Cam is a funny guy. “Glitter,” his other new song, is about a two-year-old asking why he’s all covered in glittery jewelry, and Cam can’t resist pointing out on the chorus that the kid’s diaper is “filled up with shit.” (Cam likes talking about shit.) In the lead-up to the new mixtape, he’s been making a lot of fun of all the rampant speculation about his silent period.
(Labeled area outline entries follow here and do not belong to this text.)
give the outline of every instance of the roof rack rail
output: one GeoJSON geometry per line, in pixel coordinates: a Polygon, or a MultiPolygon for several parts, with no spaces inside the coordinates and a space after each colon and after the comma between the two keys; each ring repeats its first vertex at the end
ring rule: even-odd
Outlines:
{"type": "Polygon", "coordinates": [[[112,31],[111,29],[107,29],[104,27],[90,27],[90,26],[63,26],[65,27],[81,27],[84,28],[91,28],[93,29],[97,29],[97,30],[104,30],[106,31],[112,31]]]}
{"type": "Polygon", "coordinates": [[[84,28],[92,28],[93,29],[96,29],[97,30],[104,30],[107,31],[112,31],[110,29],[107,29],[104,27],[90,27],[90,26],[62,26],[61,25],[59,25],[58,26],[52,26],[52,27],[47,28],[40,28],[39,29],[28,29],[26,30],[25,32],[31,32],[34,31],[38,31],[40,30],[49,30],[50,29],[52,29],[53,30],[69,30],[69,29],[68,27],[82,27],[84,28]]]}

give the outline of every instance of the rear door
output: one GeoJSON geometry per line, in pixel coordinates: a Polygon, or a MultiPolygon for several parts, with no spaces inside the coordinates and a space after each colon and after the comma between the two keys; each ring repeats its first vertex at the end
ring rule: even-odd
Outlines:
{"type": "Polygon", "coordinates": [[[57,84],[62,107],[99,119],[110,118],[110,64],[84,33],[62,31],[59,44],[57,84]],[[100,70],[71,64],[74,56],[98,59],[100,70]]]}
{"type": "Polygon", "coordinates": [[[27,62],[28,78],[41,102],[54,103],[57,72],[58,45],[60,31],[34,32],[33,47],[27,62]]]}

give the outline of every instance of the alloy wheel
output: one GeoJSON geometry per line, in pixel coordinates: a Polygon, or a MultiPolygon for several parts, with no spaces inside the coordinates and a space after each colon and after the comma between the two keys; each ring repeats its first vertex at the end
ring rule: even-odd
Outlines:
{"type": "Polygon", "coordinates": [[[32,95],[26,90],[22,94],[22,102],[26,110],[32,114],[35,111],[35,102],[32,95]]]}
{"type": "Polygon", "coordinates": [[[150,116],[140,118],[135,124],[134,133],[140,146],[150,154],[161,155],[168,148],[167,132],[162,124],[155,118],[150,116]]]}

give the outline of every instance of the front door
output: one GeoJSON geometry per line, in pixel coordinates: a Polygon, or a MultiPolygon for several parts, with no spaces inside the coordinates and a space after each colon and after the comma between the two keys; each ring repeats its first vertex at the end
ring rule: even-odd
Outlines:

But in this interview with Miss Info, Cam reveals the real reason he’s disappeared for half the year: his mother, in Florida, had a stroke, and he’s been taking care of her and making sure she’s OK. Maybe it’s completely wrong to be looking for parallels between someone’s real life and his music in situations like this, but i like to think there’s a sort of compassionate streak running through “Just Us,” despite all the dirty sanchez jokes, and that that compassionate streak is the same thing that makes Cam quit rap for six months to take care of his mother even though that hiatus makes him look weak and afraid. Writing about “Just Us,” Brandon Soderberg mentions that maybe the Journey sample plugs into the Sopranos connection: “the image of a getting a little older, made too many mistakes, sorta paranoid Tony Soprano would certainly resonate with Cam.” Maybe he’s right. But I think “Just Us” works so well because it plays on the desperate romanticism of “Don’t Stop Believing,” that same quality that the Monster scene tapped into. “Just Us” isn’t black superhero music. Cam’s made superhero music before, but “Just Us” is something more grounded and pointed and maybe more necessary. If there’s more of that on Public Enemy No. 1, I’m more than willing to just pretend Killa Season and “Curtis” never happened.